Discover and Rediscover Dough Crafts


Many of us remember the first time in elementary school or even pre-school that we experienced dough crafts. It might have been called kitchen clay, play clay or even salt dough. More than likely most of us remember that first ornament that was created and more often than not, it can be found in our mother’s memory box. When dough crafts are thought of, it brings to mind fond memories of creating those baked festive ornaments for holidays and seasons. Why did we as children, experience dough crafts in school? Here is a little crafty teacher secret: they offer children a way to express creativity and explore their imagination while developing both fine and gross motor skills. The kneading and shaping of the dough is the key to this developmental activity.

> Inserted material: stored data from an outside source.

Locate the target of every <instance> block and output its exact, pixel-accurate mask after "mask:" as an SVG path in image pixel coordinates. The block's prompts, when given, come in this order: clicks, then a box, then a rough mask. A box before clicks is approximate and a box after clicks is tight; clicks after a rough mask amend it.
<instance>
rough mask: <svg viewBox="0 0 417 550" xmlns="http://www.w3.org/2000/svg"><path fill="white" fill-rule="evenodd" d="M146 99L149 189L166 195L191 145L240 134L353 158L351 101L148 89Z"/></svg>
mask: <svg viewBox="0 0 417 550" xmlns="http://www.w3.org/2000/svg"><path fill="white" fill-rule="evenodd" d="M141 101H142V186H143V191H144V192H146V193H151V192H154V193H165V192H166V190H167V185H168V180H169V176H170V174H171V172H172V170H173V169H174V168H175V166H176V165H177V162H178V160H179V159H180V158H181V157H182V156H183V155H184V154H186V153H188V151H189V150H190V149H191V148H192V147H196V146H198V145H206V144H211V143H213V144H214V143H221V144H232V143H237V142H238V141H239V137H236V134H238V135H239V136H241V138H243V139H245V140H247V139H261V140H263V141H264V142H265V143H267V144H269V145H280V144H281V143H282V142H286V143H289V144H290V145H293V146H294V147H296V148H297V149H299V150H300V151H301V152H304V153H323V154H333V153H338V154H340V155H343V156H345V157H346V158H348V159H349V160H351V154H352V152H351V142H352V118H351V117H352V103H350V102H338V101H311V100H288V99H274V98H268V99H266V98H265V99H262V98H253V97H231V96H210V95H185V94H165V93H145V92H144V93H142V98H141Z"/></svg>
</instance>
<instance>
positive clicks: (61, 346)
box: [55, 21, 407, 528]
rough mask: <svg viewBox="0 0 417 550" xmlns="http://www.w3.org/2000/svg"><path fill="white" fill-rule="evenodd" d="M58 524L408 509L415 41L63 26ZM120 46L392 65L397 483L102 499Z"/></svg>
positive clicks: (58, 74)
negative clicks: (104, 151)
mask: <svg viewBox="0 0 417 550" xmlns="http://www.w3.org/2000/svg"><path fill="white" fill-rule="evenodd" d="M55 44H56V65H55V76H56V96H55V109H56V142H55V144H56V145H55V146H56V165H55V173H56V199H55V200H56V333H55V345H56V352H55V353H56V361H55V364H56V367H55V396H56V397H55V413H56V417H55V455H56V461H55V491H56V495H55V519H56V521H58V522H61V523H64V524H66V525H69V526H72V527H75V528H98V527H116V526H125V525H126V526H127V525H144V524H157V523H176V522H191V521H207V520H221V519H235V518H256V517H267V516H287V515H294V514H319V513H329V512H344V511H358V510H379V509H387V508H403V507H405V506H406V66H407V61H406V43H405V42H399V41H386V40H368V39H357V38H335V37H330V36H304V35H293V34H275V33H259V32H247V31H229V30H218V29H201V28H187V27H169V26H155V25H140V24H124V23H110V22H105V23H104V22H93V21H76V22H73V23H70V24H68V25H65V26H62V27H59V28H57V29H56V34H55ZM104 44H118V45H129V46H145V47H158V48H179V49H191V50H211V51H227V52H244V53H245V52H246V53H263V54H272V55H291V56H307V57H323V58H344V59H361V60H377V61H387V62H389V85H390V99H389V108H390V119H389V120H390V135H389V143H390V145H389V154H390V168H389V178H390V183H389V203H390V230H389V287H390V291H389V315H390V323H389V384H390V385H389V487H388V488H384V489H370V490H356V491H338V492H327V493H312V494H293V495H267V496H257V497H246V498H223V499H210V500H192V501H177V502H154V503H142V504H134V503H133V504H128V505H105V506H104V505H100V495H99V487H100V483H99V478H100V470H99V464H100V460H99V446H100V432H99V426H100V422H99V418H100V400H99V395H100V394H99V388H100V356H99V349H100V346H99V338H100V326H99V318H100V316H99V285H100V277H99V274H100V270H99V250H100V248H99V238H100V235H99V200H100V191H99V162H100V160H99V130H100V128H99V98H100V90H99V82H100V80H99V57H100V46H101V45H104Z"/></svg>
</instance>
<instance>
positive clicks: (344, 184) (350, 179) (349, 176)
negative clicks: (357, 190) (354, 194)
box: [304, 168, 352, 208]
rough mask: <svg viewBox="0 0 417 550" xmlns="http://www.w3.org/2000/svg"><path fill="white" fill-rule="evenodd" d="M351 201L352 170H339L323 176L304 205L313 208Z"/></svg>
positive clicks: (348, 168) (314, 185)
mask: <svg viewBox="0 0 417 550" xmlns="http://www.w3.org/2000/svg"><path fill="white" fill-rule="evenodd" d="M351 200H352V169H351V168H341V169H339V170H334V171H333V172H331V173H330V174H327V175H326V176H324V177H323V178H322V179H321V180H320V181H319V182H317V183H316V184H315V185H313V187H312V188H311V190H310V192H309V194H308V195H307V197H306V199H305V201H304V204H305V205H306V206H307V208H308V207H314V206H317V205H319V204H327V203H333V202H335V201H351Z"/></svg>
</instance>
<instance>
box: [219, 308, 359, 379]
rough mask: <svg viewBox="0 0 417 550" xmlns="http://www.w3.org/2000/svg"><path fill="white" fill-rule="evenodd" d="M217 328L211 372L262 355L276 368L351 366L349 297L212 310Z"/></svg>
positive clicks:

Some people are new discoverers, while others are rediscovering the dough crafts. For parents, it offers the chance to introduce this fun kitchen activity to children and for others it’s the chance to rediscover this art material that you can make at home. This versatile art media offers a really good base for decorative sculptures, wall hangings, table top center pieces, baskets, wreaths and just about anything you can imagine. It may be colored by simply adding food colorings or it may even be painted and finished. The wondrous thing about dough crafts is that it offers so many different textures for the artisan to work with. This ranges from soft and pliable to rough and crumbly. Texture is all about your ingredients and the process methods. Most of the soft pliable dough is cooked; while the grainy, rough and crumbly textures are made from uncooked mixes. What ever the texture, the dough material is made by hand. This is truly one art media that is a hundred percent handcrafted.

Origin of dough crafts

The origins of this craft is said to date back to Egyptian times; however, popularity peaked during the nineteenth century in Germany. Recipe variations have been handed down and published in newspapers and magazines since the turn of the century. The New York Times even published a recipe for it in 1947. Recipes can even be found printed on boxes of products such as baking soda. Today, you can find recipes on the manufacturers’ websites as well as the internet. The dough crafts have been described as folk art, rustic or even country, but it does span across national borders. It can be found in art around the world. The ease of this art material is what contributed to its popularity world wide. There are other characteristics such as: biodegradable, environmentally friendly, does not stain, and has easy cleanup.

This is one type of art medium that has stood the test of time!